No sound in the room but his echo, bouncing mad on the walls and ceiling, then disappearing.
“Will you kill everyone?” she said.
“I will kill the world,” he said.
“The giant was a dancer and nurse of children. He had never done any in this world a bad thing.”
“He was in this world. That is enough. Where is he?”
“Where is who?”
He grabbed a spear and threw it where he thought the voice was coming from. It struck wood. The orbs shone brighter. She sat on a black throne ringed with cowries, and several hands above it lodged the spear. Two guards, women, stood by her side with swords, two beside them crouched with spears. Two elephant tusks at her feet and carved columns tall as trees behind her. Her headdress, thick cloth wrapped around and around to look like a flaming flower. Flowing robes from chest to feet, gold breastplate on her chest, as if she was one of the warrior queens.
“How hard it is, exile to this place of no life,” he said.
She stared at him, then laughed, which made him furious. He was not speaking wit.
“I remember you being so red, even in the dark. Red ochre, like a river woman,” she said.
“Where is your son?”
“And how skillful you were with an ax. And a Leopard who traveled with you.”
“Where is your boy?”
“Bunshi, she was the one who said, They will find your boy, especially the one called Tracker. It has been said he has a nose.”
“It’s been said you have a cunt. Where is your fucking boy?”
“What is my boy to you?”
“I have business with your son.”
“My son has no business with men I don’t know.”

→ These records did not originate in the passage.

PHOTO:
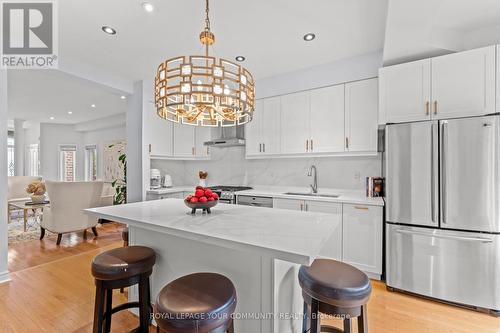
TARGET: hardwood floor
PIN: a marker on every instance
(52, 290)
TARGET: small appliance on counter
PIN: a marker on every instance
(167, 181)
(155, 179)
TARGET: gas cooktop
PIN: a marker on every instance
(225, 188)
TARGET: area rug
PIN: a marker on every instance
(16, 230)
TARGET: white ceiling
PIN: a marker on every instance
(424, 28)
(267, 32)
(37, 95)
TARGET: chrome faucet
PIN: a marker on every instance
(314, 185)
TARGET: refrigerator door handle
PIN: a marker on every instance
(428, 234)
(444, 139)
(433, 199)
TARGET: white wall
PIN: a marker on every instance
(54, 135)
(51, 137)
(351, 69)
(102, 138)
(4, 273)
(31, 133)
(229, 167)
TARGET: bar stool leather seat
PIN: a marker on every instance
(335, 283)
(125, 236)
(199, 302)
(122, 263)
(334, 288)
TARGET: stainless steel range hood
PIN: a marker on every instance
(228, 137)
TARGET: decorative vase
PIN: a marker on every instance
(38, 199)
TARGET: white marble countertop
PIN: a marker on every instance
(288, 235)
(345, 196)
(173, 189)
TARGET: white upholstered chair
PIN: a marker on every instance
(16, 187)
(67, 202)
(16, 190)
(108, 195)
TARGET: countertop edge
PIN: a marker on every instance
(275, 254)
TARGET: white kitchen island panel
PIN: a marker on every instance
(259, 249)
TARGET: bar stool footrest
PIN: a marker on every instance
(330, 329)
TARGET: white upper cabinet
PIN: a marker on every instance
(327, 120)
(253, 143)
(405, 91)
(184, 141)
(202, 135)
(270, 126)
(263, 132)
(316, 122)
(463, 84)
(158, 134)
(295, 123)
(361, 115)
(450, 86)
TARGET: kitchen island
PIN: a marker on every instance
(259, 249)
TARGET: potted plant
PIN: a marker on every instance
(37, 192)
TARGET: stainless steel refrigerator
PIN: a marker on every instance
(442, 214)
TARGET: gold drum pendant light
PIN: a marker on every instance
(204, 90)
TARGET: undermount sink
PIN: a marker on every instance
(313, 194)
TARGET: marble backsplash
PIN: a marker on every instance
(228, 166)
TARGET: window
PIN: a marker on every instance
(67, 162)
(11, 167)
(91, 163)
(32, 159)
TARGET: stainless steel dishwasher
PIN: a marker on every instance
(249, 200)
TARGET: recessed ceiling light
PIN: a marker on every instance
(148, 7)
(108, 30)
(309, 37)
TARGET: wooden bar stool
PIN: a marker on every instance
(125, 236)
(196, 303)
(334, 288)
(119, 268)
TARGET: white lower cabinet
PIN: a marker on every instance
(358, 237)
(362, 237)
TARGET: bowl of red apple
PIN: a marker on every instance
(202, 198)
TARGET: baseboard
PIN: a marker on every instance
(5, 277)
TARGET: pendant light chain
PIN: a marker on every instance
(207, 19)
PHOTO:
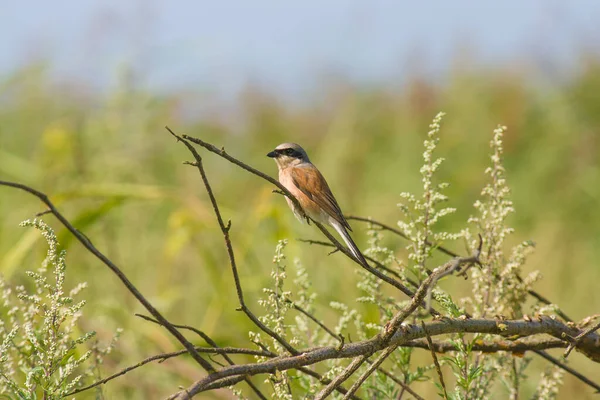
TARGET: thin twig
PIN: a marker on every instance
(399, 382)
(407, 333)
(435, 360)
(337, 244)
(225, 355)
(378, 361)
(116, 270)
(165, 356)
(225, 230)
(341, 378)
(568, 369)
(578, 338)
(451, 253)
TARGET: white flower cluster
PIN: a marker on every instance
(40, 348)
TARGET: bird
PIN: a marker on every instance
(304, 181)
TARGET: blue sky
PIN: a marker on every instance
(220, 45)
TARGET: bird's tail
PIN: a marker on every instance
(349, 242)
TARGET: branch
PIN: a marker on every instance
(221, 152)
(347, 373)
(378, 361)
(224, 351)
(225, 230)
(116, 270)
(211, 342)
(407, 333)
(451, 253)
(435, 360)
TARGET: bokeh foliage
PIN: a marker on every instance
(107, 162)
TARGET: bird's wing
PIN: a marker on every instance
(310, 177)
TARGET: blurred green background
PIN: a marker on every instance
(112, 169)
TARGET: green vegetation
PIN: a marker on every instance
(114, 171)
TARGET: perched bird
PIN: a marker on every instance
(308, 186)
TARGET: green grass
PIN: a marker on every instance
(108, 163)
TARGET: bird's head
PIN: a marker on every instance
(288, 155)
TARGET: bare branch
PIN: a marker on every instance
(116, 270)
(341, 378)
(407, 333)
(225, 230)
(211, 342)
(337, 244)
(578, 338)
(451, 253)
(435, 360)
(372, 368)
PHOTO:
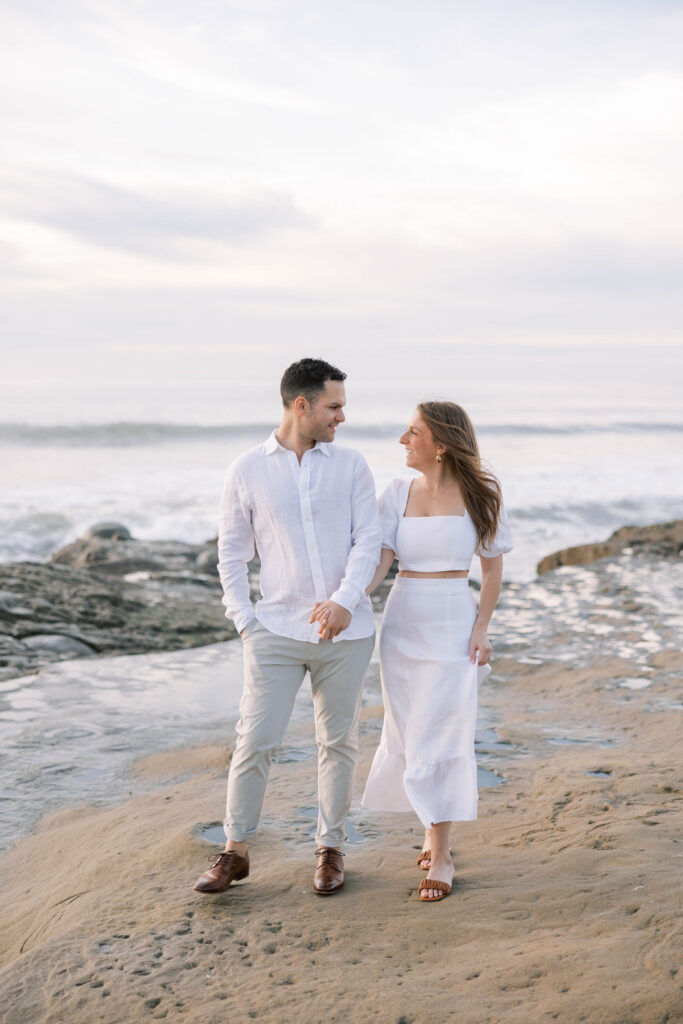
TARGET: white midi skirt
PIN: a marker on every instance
(425, 761)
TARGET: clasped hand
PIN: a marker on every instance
(332, 619)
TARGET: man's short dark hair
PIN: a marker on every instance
(307, 377)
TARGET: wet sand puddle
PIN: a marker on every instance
(75, 729)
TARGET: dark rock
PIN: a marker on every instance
(664, 540)
(122, 557)
(80, 611)
(57, 644)
(108, 531)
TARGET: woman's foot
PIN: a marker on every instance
(425, 858)
(442, 872)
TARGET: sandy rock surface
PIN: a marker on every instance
(659, 540)
(566, 904)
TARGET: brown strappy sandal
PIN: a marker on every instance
(442, 887)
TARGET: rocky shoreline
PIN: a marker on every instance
(109, 593)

He smelled him coming in the dark, trying to move in the shadow, to move quiet. Coming from the right. The man did not even turn, just threw his ax and it hit the guard in the dark. He yelped and fell.
“Call them. Send for every guard. I will build a mountain of corpses right here.”
“What do you want with my boy?”
“Call them. Call your guards, call your assassins, call your great men, call your best women, call your beasts. Watch me build a lake of blood right before your throne.”
“What do you wish with my boy?”
“I will have justice.”
“You will have revenge.”
“I will have whatever I choose to name it.”
He stepped towards the throne and two women guards swung down at him from ropes. The first, carrying a sword, missed him, but the second, with a club, knocked him over. He fell and slid on the smooth ground. He ran to the dead guard’s sword and grabbed it right before the second guard swung her club at him again. She swung hard but could not stop his swing quick enough. He kicked her in the back and she fell. He charged but she swung the club up and struck him in the chest. He fell on his back and she jumped up. He tried to swing his sword but she stomped on his hand. He kicked her in the koo, and she fell hard on her knees into his chest, which knocked his air out. The guard, her knuckles hard leather, punched him in the face, and punched him and punched him again and knocked him out.
Hear this. He woke in a cell like a cage hanging off the floor. It was a cage. The room, dark and red, not the throne room.